Reputation: 578
I am using grad cam to see which regions of the test images are most important for the prediction of resnet50
. The output I got has some errors.
Code Snippets:
from tensorflow.keras.models import Model
import tensorflow as tf
import numpy as np
import cv2
class GradCAM:
def __init__(self, model, classIdx, layerName=None):
# store the model, the class index used to measure the class
# activation map, and the layer to be used when visualizing
# the class activation map
self.model = model
self.classIdx = classIdx
self.layerName = layerName
# if the layer name is None, attempt to automatically find
# the target output layer
if self.layerName is None:
self.layerName = self.find_target_layer()
def find_target_layer(self):
# attempt to find the final convolutional layer in the network
# by looping over the layers of the network in reverse order
for layer in reversed(self.model.layers):
# check to see if the layer has a 4D output
if len(layer.output_shape) == 4:
return layer.name
# otherwise, we could not find a 4D layer so the GradCAM
# algorithm cannot be applied
raise ValueError("Could not find 4D layer. Cannot apply GradCAM.")
def compute_heatmap(self, image, eps=1e-8):
# construct our gradient model by supplying (1) the inputs
# to our pre-trained model, (2) the output of the (presumably)
# final 4D layer in the network, and (3) the output of the
# softmax activations from the model
gradModel = Model(
inputs=[self.model.inputs],
outputs=[self.model.get_layer(self.layerName).output, self.model.output])
# record operations for automatic differentiation
with tf.GradientTape() as tape:
# cast the image tensor to a float-32 data type, pass the
# image through the gradient model, and grab the loss
# associated with the specific class index
inputs = tf.cast(image, tf.float32)
(convOutputs, predictions) = gradModel(inputs)
loss = predictions[:, tf.argmax(predictions[0])]
# use automatic differentiation to compute the gradients
grads = tape.gradient(loss, convOutputs)
# compute the guided gradients
castConvOutputs = tf.cast(convOutputs > 0, "float32")
castGrads = tf.cast(grads > 0, "float32")
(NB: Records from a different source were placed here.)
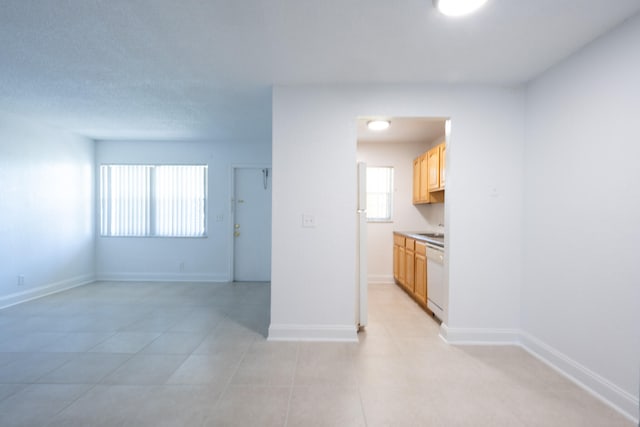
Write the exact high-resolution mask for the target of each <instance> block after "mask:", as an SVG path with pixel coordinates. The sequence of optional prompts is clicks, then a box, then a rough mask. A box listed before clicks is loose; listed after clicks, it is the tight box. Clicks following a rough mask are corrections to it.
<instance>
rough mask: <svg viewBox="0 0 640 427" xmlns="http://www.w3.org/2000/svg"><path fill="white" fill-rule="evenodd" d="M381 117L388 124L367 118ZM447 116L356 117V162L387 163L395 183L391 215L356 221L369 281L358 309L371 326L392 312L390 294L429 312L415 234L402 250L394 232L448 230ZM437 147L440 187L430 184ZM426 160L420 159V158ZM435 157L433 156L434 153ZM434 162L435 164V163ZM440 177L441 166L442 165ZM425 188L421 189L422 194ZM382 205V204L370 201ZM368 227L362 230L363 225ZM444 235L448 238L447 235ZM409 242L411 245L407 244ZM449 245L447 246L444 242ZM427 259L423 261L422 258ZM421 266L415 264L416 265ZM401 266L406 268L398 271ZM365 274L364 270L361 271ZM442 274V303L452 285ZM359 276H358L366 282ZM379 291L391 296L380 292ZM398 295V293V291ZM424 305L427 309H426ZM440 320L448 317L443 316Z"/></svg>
mask: <svg viewBox="0 0 640 427" xmlns="http://www.w3.org/2000/svg"><path fill="white" fill-rule="evenodd" d="M380 118H383V119H385V120H387V121H389V122H390V125H389V127H388V128H387V129H386V130H381V131H375V130H371V129H369V128H368V127H367V123H368V122H370V121H372V120H374V119H380ZM448 122H449V121H448V119H447V118H441V117H388V116H386V117H374V116H366V117H358V119H357V162H358V163H366V165H367V167H369V168H389V169H391V170H392V171H393V172H392V173H393V180H392V182H393V188H392V192H391V194H390V200H388V201H387V200H385V201H386V202H388V203H389V204H390V210H391V215H390V218H389V219H386V220H368V221H366V222H365V223H364V224H363V223H362V222H360V226H359V227H358V228H359V230H358V239H359V240H360V238H361V236H366V237H365V238H366V242H365V243H364V245H363V244H362V243H361V242H359V244H358V245H357V246H358V247H359V248H362V247H364V250H363V249H360V250H359V251H358V260H359V263H362V262H364V266H365V267H364V268H366V273H365V274H366V278H365V279H364V282H365V283H367V284H368V289H369V290H370V292H369V298H368V302H367V301H365V302H364V304H367V306H366V307H362V304H363V303H362V302H359V304H358V308H359V311H361V310H363V309H364V310H365V311H366V312H368V314H369V320H370V321H369V322H368V324H369V326H368V327H367V328H368V329H370V331H368V332H371V333H375V331H373V330H371V329H375V328H380V327H384V323H385V322H384V317H385V316H387V315H389V313H390V312H391V308H392V307H391V306H389V305H385V304H386V303H387V302H388V303H389V304H393V302H391V301H388V298H404V299H412V300H413V302H414V303H415V308H416V313H417V314H416V315H422V314H423V315H424V316H427V315H428V314H431V310H429V309H428V308H427V295H426V293H427V287H426V284H425V285H424V290H422V288H421V287H420V283H421V282H420V283H418V284H417V285H418V286H416V272H417V273H418V275H419V281H420V280H422V278H424V280H425V281H426V273H427V271H426V260H423V259H422V258H421V254H420V255H419V256H418V264H416V246H415V241H416V240H415V239H413V240H412V239H407V240H403V243H404V242H406V245H408V247H406V248H405V247H403V248H402V252H400V251H399V250H398V248H395V246H398V247H399V245H394V232H407V233H416V234H418V233H424V234H427V233H441V234H443V235H446V233H445V203H444V202H445V189H444V187H445V176H446V174H445V171H446V151H444V152H442V151H438V150H440V149H441V147H442V148H444V149H446V147H447V145H448V136H449V128H448ZM434 150H435V151H438V159H437V160H435V161H436V162H438V166H439V165H440V163H439V159H440V156H442V157H443V160H442V168H443V169H442V185H439V186H438V187H434V186H433V185H431V187H428V185H427V183H428V179H427V177H428V173H429V171H430V169H429V167H428V164H429V158H428V153H430V152H433V151H434ZM421 160H422V163H421ZM431 161H432V163H434V159H433V156H432V158H431ZM432 167H433V165H432ZM421 172H422V173H423V174H425V175H424V177H425V178H424V180H423V181H424V183H423V184H422V187H423V188H422V189H421V179H420V176H421ZM438 178H440V172H439V170H438ZM421 191H422V195H421ZM379 194H380V191H378V194H374V192H373V190H370V191H369V194H367V196H368V197H367V210H369V208H370V206H369V205H371V199H373V200H376V202H377V203H378V204H381V203H382V202H381V201H380V197H379ZM371 208H374V209H376V210H377V211H379V206H371ZM363 226H364V227H366V230H364V232H363V231H362V230H360V228H362V227H363ZM443 240H444V239H443ZM409 246H410V247H409ZM445 250H446V248H445ZM423 263H424V264H423ZM416 267H417V270H416ZM400 270H402V272H401V271H400ZM361 274H362V273H361ZM447 278H448V274H445V275H444V279H445V280H444V283H443V285H444V293H445V294H446V296H445V298H444V299H445V301H444V302H443V303H442V305H445V308H446V305H447V301H446V300H448V286H447V284H446V279H447ZM362 281H363V279H362V277H359V282H362ZM390 287H394V288H398V289H402V290H403V291H405V292H400V293H398V292H395V291H396V290H397V289H393V291H394V292H392V293H389V292H387V291H389V290H390ZM381 292H386V293H385V295H394V296H393V297H387V296H385V297H383V298H380V295H381ZM398 295H400V297H398ZM425 311H426V313H425ZM438 314H439V316H440V317H446V309H445V312H444V313H438ZM441 320H446V318H442V319H441Z"/></svg>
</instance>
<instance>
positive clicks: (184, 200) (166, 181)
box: [100, 165, 207, 237]
mask: <svg viewBox="0 0 640 427" xmlns="http://www.w3.org/2000/svg"><path fill="white" fill-rule="evenodd" d="M206 208H207V166H205V165H101V166H100V235H101V236H126V237H204V236H206V232H207V230H206V224H207V221H206Z"/></svg>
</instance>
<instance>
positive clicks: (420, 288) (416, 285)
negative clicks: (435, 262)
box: [414, 252, 427, 304]
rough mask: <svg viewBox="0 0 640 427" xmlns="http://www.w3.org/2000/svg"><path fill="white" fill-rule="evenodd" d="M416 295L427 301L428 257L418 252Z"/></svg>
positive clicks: (416, 255)
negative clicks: (426, 256) (422, 254)
mask: <svg viewBox="0 0 640 427" xmlns="http://www.w3.org/2000/svg"><path fill="white" fill-rule="evenodd" d="M415 266H416V274H415V288H414V289H415V291H414V294H415V296H416V297H417V298H418V299H419V300H420V301H421V302H423V303H425V304H426V303H427V258H426V257H425V256H424V255H422V254H420V253H418V252H416V260H415Z"/></svg>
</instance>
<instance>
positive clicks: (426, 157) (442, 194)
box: [413, 143, 446, 204]
mask: <svg viewBox="0 0 640 427" xmlns="http://www.w3.org/2000/svg"><path fill="white" fill-rule="evenodd" d="M445 156H446V146H445V144H444V143H442V144H439V145H437V146H435V147H433V148H432V149H430V150H429V151H427V152H426V153H423V154H422V155H420V156H419V157H417V158H416V159H415V160H414V161H413V203H414V204H422V203H442V202H444V183H445Z"/></svg>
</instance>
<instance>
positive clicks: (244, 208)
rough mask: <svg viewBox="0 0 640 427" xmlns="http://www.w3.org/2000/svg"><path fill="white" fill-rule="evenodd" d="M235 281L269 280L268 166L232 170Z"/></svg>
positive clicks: (234, 169)
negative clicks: (232, 172)
mask: <svg viewBox="0 0 640 427" xmlns="http://www.w3.org/2000/svg"><path fill="white" fill-rule="evenodd" d="M232 194H233V199H232V217H233V222H232V224H233V230H232V233H233V234H232V235H233V237H232V239H233V260H232V263H231V265H232V279H233V281H235V282H269V281H271V167H270V166H252V167H234V168H233V192H232Z"/></svg>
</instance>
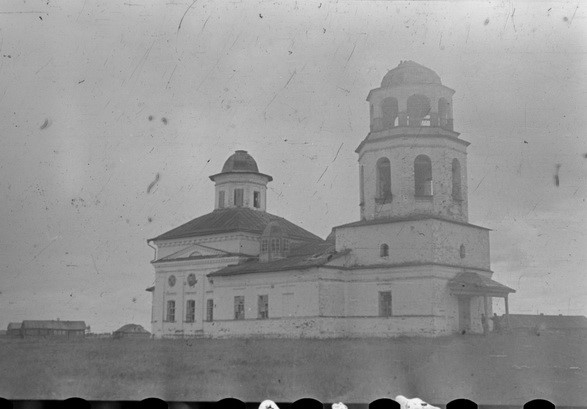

guidedGrads = castConvOutputs * castGrads * grads
# the convolution and guided gradients have a batch dimension
# (which we don't need) so let's grab the volume itself and
# discard the batch
convOutputs = convOutputs[0]
guidedGrads = guidedGrads[0]
# compute the average of the gradient values, and using them
# as weights, compute the ponderation of the filters with
# respect to the weights
weights = tf.reduce_mean(guidedGrads, axis=(0, 1))
cam = tf.reduce_sum(tf.multiply(weights, convOutputs), axis=-1)
# grab the spatial dimensions of the input image and resize
# the output class activation map to match the input image
# dimensions
(w, h) = (image.shape[2], image.shape[1])
heatmap = cv2.resize(cam.numpy(), (w, h))
# normalize the heatmap such that all values lie in the range
# [0, 1], scale the resulting values to the range [0, 255],
# and then convert to an unsigned 8-bit integer
numer = heatmap - np.min(heatmap)
denom = (heatmap.max() - heatmap.min()) + eps
heatmap = numer / denom
heatmap = (heatmap * 255).astype("uint8")
# return the resulting heatmap to the calling function
return heatmap
def overlay_heatmap(self, heatmap, image, alpha=0.5,
colormap=cv2.COLORMAP_VIRIDIS):
# apply the supplied color map to the heatmap and then
# overlay the heatmap on the input image
heatmap = cv2.applyColorMap(heatmap, colormap)
output = cv2.addWeighted(image, alpha, heatmap, 1 - alpha, 0)
# return a 2-tuple of the color mapped heatmap and the output,
# overlaid image
return (heatmap, output)
Code Snippet for visualising heatmap:
import random
num_images = 5
random_indices = random.sample(range(len(X_test)), num_images)
for idx in random_indices:
image = X_test[idx] #assuming the image array is the first element in the tuple
# print(image)
# image = cv2.resize(image, (224, 224))
image1 = image.astype('float32') / 255
image1 = np.expand_dims(image1, axis=0)
preds = model.predict(image1)
i = np.argmax(preds[0])
icam = GradCAM(model, i, 'conv5_block3_out')
heatmap = icam.compute_heatmap(image1)
heatmap = cv2.resize(heatmap, (224, 224))
(heatmap, output) = icam.overlay_heatmap(heatmap, image, alpha=0.5)
fig, ax = plt.subplots(1, 3)
ax[0].imshow(heatmap)
ax[1].imshow(image)
ax[2].imshow(output)
The output:
The problem I am facing is, here in the output you can see the original images are different but the heatmaps, images, and grad cam are the same for all the images. I don't know whats the reason behind this.
Upvotes: 2
Views: 1234
Reputation: 172
This question looks a bit older, but here is my answer in case others are facing a similar problem with GradCAM outputs.
I saw a similar issue when using ResNet50. But, by printing the individual GradCAMs, I was able to see that they had different values, although the plotted GradCAM outputs looked similar. As you can also see on the commented Colab link, your GradCAM computation looks fine.
Even though it's a bit hard to spot from your attached picture, I can see that at least the first two GradCAMs are different. So, the saliency maps are usually different for different images, they are just not good enough. I resolved mine by replacing the ResNet50 with a MobileNetV2 model, and it led to much better saliency and classification performance.
As stated in the No Free Lunch theorem, no single model is suited for all problems or datasets, so you would have to experiment with a different model.
Upvotes: 0